2016 lief nicht gut. Wir haben es verstanden. Die gute Nachricht: Es ist bald vorbei. Die schlechte: Danach kommt 2017.

Richtig scheiße: Prince ist nicht mehr unter uns Foto: ap

I hr könnt es wahrscheinlich nicht oft genug hören: 2016 neigt sich dem Ende zu. So richtig mit Silvester und neuem Kalender. Seit Wochen lese ich allerorts: Fick dich, 2016, verpiss dich, lösch dich!! Am meisten freue ich mich auf das Vergehen, damit die Leute endlich ihre Klappe halten. Als ob das Universum einen Facebook-Post mit dem Hau-ab-Imperativ liest und mitten im November das Jahr beendet.

Dass 2016 ein beschissenes Jahr war, haben wir alle verstanden. Donald Trump serviert uns 50 Shades of Scheiße. Einige der größten Ikonen unserer Zeit starben. Die zig terroristischen Anschläge mit rassistischen, rechtsextremistischen oder islamistischen Hintergründen lösten viel Schmerz und unzählige Tote und Massenpanik aus. Unsicherheit verbreitet sich für viele jetzt so richtig. Nicht nur an großen Plätzen, auch in Berliner U-Bahnen, wo du dir nicht gewiss sein kannst, ob nicht ein Typ dich die Treppe heruntertritt. Als am berüchtigten Montagabend vor Weihnachten Facebook von mir wissen wollte, ob ich sicher sei, klickte ich erst mal „ja“, um Angehörigen keine Sorgen zu bereiten.

Reicht das Geld noch für einen Hamsterkauf?

Die Wahrheit ist aber, dass ich und viele andere nie sicher sind.

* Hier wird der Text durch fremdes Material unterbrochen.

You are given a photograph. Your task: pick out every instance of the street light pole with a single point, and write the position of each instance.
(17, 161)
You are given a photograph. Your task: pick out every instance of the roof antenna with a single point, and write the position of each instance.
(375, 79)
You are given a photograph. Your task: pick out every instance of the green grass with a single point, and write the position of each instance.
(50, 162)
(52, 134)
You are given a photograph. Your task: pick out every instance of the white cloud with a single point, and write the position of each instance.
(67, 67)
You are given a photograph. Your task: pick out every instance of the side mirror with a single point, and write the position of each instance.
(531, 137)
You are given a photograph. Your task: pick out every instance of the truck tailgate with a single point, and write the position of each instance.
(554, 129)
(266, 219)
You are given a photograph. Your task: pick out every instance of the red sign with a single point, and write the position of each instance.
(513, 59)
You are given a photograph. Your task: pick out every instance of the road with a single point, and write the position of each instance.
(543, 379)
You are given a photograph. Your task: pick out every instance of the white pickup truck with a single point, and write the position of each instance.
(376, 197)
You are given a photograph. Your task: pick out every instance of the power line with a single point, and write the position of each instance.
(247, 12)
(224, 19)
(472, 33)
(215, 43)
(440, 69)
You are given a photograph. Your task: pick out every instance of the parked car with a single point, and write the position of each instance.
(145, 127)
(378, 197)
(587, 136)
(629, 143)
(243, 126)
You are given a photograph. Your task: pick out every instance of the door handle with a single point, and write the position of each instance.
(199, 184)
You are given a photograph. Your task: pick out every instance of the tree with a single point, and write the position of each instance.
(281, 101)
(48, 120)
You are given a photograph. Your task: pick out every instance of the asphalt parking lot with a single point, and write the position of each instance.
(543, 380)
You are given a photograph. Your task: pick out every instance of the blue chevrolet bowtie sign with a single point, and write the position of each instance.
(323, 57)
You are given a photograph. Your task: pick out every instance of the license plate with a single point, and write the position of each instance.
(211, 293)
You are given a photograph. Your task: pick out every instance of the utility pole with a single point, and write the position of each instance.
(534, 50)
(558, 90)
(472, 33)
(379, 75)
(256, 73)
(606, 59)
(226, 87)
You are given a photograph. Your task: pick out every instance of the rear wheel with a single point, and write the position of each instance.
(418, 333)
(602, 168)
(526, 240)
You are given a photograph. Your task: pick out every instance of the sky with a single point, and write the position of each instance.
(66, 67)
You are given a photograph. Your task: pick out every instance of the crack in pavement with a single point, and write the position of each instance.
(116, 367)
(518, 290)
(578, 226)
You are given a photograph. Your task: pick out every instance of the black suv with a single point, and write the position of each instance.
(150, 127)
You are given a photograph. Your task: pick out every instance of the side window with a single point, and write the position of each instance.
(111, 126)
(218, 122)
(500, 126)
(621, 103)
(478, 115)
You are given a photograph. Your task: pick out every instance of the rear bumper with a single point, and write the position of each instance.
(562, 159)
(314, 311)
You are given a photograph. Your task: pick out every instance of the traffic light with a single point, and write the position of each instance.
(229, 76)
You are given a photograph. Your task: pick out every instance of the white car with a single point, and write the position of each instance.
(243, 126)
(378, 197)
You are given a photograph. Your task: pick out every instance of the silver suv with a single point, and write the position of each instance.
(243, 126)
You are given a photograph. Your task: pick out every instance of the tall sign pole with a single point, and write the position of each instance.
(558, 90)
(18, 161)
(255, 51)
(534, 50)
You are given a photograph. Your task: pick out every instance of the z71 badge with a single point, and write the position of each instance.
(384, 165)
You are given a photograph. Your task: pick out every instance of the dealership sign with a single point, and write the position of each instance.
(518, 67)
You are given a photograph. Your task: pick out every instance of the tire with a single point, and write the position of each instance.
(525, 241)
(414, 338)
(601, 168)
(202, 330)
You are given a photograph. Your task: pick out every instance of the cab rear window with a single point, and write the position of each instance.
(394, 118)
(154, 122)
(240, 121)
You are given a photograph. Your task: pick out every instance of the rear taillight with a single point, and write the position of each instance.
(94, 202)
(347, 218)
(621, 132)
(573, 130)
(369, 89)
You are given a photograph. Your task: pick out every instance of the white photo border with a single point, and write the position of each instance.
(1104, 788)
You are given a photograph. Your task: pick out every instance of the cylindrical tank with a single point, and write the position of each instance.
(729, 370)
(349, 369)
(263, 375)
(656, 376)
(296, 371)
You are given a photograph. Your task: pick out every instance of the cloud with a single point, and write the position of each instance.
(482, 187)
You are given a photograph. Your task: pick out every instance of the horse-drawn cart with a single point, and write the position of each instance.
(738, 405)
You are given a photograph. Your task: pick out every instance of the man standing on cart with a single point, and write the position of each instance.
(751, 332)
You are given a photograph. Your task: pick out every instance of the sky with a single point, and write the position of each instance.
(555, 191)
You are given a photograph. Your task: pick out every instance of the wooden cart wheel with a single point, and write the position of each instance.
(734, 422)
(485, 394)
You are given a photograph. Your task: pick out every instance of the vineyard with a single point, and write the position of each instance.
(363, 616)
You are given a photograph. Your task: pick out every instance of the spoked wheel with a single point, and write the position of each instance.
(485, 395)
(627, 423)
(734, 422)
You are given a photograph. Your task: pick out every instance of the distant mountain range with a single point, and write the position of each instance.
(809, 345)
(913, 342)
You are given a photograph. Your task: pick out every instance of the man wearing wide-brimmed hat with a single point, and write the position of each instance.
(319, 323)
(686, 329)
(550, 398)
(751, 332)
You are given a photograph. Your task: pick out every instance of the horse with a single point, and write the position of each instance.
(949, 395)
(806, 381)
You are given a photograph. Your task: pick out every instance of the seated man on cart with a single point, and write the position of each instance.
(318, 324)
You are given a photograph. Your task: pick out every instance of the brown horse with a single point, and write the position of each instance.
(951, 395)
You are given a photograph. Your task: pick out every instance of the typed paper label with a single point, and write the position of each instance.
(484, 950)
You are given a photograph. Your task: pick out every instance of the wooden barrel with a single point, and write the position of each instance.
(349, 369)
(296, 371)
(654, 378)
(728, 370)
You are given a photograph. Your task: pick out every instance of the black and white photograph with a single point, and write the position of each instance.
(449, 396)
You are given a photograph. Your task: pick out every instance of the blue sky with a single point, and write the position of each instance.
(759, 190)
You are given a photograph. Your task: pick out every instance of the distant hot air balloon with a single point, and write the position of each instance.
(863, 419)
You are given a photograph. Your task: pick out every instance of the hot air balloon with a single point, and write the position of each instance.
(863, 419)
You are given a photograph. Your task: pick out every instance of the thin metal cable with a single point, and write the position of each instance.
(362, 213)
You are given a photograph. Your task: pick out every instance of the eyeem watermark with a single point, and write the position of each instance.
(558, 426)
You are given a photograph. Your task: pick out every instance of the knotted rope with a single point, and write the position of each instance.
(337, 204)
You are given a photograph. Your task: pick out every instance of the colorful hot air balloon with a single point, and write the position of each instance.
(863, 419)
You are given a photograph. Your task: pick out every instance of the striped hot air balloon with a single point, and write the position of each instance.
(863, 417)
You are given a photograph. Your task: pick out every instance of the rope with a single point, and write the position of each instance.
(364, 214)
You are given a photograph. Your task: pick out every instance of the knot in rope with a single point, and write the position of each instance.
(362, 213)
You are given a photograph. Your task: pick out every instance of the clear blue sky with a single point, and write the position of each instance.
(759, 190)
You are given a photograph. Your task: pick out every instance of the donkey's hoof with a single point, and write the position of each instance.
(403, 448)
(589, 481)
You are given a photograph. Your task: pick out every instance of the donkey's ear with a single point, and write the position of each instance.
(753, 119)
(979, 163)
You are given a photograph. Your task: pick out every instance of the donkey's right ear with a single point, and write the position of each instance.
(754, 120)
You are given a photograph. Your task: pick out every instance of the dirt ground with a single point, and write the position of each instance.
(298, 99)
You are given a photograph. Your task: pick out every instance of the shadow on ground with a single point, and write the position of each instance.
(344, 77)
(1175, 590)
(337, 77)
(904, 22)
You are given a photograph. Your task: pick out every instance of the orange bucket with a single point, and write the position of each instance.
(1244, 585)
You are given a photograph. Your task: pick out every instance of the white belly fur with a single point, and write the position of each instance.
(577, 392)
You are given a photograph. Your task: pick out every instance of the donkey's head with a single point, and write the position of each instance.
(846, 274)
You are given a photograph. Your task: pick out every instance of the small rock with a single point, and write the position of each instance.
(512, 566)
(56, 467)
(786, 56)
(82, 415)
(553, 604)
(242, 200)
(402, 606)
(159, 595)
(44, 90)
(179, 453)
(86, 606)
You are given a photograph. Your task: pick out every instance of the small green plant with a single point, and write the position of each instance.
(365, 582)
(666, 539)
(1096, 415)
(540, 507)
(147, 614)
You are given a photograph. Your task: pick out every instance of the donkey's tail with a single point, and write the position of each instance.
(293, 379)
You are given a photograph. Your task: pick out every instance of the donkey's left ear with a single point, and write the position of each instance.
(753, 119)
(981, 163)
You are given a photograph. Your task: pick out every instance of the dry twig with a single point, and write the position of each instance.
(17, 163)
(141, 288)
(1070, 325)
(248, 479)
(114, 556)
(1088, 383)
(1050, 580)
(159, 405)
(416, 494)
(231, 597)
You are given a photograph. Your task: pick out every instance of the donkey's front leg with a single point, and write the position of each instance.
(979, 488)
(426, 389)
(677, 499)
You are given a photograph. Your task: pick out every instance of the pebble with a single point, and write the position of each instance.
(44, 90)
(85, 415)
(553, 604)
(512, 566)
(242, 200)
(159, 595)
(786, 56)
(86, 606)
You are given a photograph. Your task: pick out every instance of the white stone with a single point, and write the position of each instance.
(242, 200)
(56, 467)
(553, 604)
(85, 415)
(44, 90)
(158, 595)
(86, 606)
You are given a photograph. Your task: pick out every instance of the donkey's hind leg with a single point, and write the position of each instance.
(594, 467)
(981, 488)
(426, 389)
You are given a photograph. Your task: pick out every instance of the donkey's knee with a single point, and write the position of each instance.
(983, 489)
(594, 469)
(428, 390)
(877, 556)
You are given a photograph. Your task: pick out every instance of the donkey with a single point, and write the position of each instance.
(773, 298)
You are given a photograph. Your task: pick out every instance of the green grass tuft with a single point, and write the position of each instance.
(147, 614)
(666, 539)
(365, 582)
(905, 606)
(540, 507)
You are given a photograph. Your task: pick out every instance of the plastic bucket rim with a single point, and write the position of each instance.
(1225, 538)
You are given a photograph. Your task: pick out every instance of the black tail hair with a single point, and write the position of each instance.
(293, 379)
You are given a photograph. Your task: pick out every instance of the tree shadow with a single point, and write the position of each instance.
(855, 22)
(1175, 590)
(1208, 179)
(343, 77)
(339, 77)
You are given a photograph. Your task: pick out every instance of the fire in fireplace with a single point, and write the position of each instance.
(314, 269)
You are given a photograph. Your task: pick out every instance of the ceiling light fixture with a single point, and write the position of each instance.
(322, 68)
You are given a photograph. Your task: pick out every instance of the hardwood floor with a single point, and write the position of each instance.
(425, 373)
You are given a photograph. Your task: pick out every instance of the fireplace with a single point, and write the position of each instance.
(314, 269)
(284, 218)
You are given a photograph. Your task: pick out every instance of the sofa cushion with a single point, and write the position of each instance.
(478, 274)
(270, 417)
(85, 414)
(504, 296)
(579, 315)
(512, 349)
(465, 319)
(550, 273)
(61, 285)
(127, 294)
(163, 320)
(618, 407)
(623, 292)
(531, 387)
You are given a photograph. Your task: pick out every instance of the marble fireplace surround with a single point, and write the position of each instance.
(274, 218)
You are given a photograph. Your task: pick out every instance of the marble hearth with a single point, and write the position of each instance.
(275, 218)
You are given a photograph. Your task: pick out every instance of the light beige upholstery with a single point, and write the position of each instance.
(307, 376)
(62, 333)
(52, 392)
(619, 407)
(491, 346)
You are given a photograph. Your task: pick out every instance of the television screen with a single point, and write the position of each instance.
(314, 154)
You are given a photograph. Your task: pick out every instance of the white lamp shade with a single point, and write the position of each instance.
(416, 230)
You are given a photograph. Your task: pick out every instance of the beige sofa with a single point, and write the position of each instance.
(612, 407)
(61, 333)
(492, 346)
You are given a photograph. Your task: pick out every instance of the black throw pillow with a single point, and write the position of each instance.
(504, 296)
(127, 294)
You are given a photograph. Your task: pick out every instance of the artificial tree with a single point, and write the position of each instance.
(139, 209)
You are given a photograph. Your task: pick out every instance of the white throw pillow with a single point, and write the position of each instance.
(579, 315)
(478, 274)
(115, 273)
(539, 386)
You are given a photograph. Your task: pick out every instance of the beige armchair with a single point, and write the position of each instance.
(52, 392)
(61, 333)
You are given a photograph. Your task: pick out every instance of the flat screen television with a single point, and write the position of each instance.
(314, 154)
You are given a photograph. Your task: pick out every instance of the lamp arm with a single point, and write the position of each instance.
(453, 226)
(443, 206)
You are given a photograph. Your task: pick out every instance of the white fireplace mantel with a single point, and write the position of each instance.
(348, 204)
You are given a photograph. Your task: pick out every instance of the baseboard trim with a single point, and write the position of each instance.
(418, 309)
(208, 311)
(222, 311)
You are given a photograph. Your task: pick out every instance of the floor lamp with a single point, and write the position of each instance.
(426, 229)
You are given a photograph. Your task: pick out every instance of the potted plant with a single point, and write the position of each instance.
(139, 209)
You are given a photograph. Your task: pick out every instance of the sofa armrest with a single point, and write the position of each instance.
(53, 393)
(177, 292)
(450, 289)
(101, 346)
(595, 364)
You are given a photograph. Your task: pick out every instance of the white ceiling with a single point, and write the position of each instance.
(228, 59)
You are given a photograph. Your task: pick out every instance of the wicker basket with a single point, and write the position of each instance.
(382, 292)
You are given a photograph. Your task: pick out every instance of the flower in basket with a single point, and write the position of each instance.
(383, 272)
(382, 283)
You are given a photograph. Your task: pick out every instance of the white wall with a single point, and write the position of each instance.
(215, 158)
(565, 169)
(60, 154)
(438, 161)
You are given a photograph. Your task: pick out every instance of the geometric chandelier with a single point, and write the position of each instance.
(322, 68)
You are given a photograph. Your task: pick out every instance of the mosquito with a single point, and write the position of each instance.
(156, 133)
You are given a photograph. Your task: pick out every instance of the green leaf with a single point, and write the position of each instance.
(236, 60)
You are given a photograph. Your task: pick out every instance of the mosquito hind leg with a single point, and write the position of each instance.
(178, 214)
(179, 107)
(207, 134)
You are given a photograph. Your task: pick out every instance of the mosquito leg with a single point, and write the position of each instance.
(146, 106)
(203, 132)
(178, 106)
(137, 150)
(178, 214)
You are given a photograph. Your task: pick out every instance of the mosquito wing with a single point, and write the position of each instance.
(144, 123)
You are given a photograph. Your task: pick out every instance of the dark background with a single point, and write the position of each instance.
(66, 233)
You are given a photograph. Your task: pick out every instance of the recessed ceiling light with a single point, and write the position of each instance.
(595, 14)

Zwar sicherer als Menschen in Aleppo und für meinen Teil auch sicherer als Schwarze US-Amerikaner_innen, die für ihre bloße Existenz von Polizist_innen ermordet werden. Aber sonst so? Woran messen Leute eigentlich Sicherheit? Am Worst Case Scenario? An der Anzahl alltäglicher Übergriffe? An ihrem Geld, das ihnen im schlimmsten Fall ein Flugticket nach Island oder Kanada sichern kann – oder zumindest einen Hamsterkauf?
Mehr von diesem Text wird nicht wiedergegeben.